Monday, November 3, 2014

            In the Masque of the Red Death, Edger Allan Poe presents his readers with a story that has quite an ironic theme and characters with ironic names. For example the main character who’s name is Prince Prospero (which sounds a lot like prosperous), makes this story even more uniquely ironic. How does this name make this story even more uniquely ironic you ask. Well in the Masque of the Red Death, prosperous Prince Prospero finds himself in a not so prosperous event.
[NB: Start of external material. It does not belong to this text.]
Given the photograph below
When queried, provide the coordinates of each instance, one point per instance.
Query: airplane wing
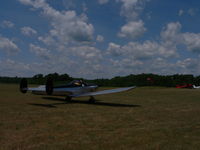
(104, 92)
            In this story it started out with a typical day in a typical castle with typical events. However don’t be so fooled by this series of typical events because, unfortunately, for our prosperous prince, these events change. Prince Prospero was a very foolish man that right outside of his castle walls was a surrounding town of people that were sick and dying of a horrible disease. Prince Prospero on the other hand, locked himself and those of others that he thought were “prosperous” like himself, inside of his castle thinking that he could keep out the horrible disease that was killing everybody around him. Inside the walls of Prince Prospero’s castle, he had seven rooms that had many very ironic meanings. The seven rooms represented the seven deadly sins, and the colors of the seven rooms represented the rising and setting of the sun as the colors of the rooms went from dark to light and then back to dark. However the last room of the seven rooms was all black with blood red tinted windows. The even more ironic part about this room its self is that the black walls and floor of this room were lined with velvet, kind of like a coffin.
            So if Prince Prospero is trying to keep death out, then why is there a room like a coffin in his castle?